Quando le colombaie erano in campagna

di GIOVANNI MEMBOLA

Le torri colombaie erano delle particolari strutture realizzate appositamente per ospitare ed allevare al loro interno anche più di mille coppie di colombi, utili a garantire una importante fonte economica per tante famiglie di contadini, rappresentando talvolta l’espressione della condizione sociale e del potere dei grandi proprietari terrieri. Uno dei primi documenti che testimoniano la presenza di edifici per far nidificare i piccioni è il trattato di falconeria dell’imperatore Federico II “Sull’arte di cacciare con gli uccelli” (XIII secolo), dove compare la miniatura di una torre colombaia a base circolare. Complementari alla masserie, questi pregevoli manufatti di edilizia rurale, oggi quasi del tutto scomparse, hanno caratterizzano visivamente le bellezze architettoniche del paesaggio agricolo salentino.

S’innalzavano maestose, per vanto e per orgoglio dei padroni, non lontano dal fabbricato principale, quasi sempre più alte del necessario e decorate da merlature sulla sommità in modo da conferire l’aspetto di una piccola fortezza al pari di una torre di difesa. Nell’agro di Brindisi ne restano solo pochi esempi tutte a pianta quadrangolare, edifici che spiccavano tra le pertinenze aziendali nel quale si integravano perfettamente, come a Masseria Specchia dove la torre è ancora il fulcro dell’insieme dei fabbricati, o quella di Masseria Mascava a dominare la corte principale.

Caratterizzate dai fori d’ingresso dei colombi, consentivano l’allevamento dei volatili in cellette di circa 20 per 20 cm per 30-40 cm di profondità appositamente ricavate nello spessore delle mura interne. In passato la carne di colombo era un alimento molto apprezzato e ricercato nella nutrizione umana in quanto ricco di proteine. Si faceva mangiare ai bambini, agli ammalati e agli anziani, inoltre il brodo di colombo era solitamente la primo piatto che veniva somministrato alle donne dopo il parto. Considerata “carne reale” dai nobili e dalle classi sociali medio alte, veniva servita nelle grandi occasioni e per le cerimonie ufficiali. La torre colombaia era organizzata in modo da raccogliere con facilità anche gli escrementi prodotti dai piccioni per utilizzarli come fertilizzante naturale del terreno in quanto ricco di colombina, un ottimo concime a base di azoto impiegato perfino nella concia delle pelli. Se si considera la frequenza di riproduzione di questi uccelli, anche sei volte l’anno da marzo a settembre, è facile immaginare l’importanza del loro allevamento nell’economia aziendale. Quasi tutte le masserie e le case rurali possedevano una colombaia anche di tipo minimale, con le nicchie ricavate lungo la facciata degli edifici o in corrispondenza dei ricoveri degli animali, come testimoniano i ruderi delle masserie Baroni Vecchi e Marrazza. Verso la fine dell’800 la masseria Mitrano era famosa per i tanti piccioni selvatici che qui si trovavano, al proprietario Antonio Tarantini furono dedicati i versi del il più illustre tra i poeti dialettali, don Agostino Chimienti: ”E ttu ‘Ntoniu Tarantini, cce llu sa ca stau malatu?
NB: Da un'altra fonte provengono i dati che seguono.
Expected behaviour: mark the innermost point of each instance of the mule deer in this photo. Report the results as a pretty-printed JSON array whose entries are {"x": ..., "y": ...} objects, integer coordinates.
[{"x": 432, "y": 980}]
Cu mmi mandi li palumbi ti si propria mmurtalatu”. Particolarmente elegante la colombaia di Masseria Pignicedda realizzata nello stesso stile neogotico degli edifici principali, ormai tutti in rovina. Continua ad essere frequentata dai volatili, non in allevamento, la torre integrata nei fabbricati (fatiscenti) della masseria Pignaflores. Con la modifica delle abitudini alimentari, la mancanza di interesse economico e produttivo e l’abbandono delle aziende e delle attività agricole, anche le torri colombaie si sono inesorabilmente svuotate, un patrimonio architettonico che rimane così esposto ai processi di degrado rischiando di scomparire nell’indifferenza senza lasciare il segno del suo prestigio.